Mr. Speaker, thank you for allowing me to respond to my colleague from the Bloc Québécois.
As a parish priest I would often visit homes where seniors lived in the basement in abject poverty. These people experienced a great deal of insecurity. They were unable to pay for electricity or cover daily expenses. They lived in extreme poverty at a nephew's home or even with strangers. Often I had the sense that they were being abused. Some people would take away what little benefits these seniors received and save money at their expense.
Seniors would confide in me. It pained me to see their situation and I am certain that some seniors even passed away in these conditions. I often conducted funerals for very poor people and I think that for a 75- or 80-year-old widow or widower—especially widows, since there are more women than men in this situation—it is not healthy to live in insecurity, or to live in a basement 24 hours a day.
I have met a number of people like that.
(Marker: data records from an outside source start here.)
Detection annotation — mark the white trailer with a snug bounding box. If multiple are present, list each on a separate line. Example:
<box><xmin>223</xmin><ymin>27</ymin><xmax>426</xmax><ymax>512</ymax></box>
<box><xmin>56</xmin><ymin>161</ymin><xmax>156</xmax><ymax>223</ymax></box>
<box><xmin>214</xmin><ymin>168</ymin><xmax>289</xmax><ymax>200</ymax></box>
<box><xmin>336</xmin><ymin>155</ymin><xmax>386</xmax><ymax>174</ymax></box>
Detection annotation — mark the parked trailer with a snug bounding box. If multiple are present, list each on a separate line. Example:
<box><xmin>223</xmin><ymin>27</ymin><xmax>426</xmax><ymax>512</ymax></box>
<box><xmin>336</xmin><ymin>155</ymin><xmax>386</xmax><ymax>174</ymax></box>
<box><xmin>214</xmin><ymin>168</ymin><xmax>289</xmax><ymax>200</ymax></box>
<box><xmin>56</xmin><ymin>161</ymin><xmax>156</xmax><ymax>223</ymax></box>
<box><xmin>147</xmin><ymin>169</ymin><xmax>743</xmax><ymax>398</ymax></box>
Often they would just cry. They are people who do not want to bother anyone. They would ask me not to talk about it with the person who took them in because they would be mistreated even more. I encountered this often. It always brought to mind what Lacordaire said in a famous statement he used. He said that when people leave us we must remember them. There are two ways of remembering. We can remember in our mind by recalling past events. However, Lacordaire said we might forget some. But, if we remember with our hearts then we cannot forget because the heart is the organ of love and this allows us to bring people back to life and make them immortal.
For everyone who died in distress and in poverty, I often quoted Lacordaire to say that we must not forget them. We must remember with our hearts to keep them with us and to immortalize them. I think this can have an impact on society as a whole.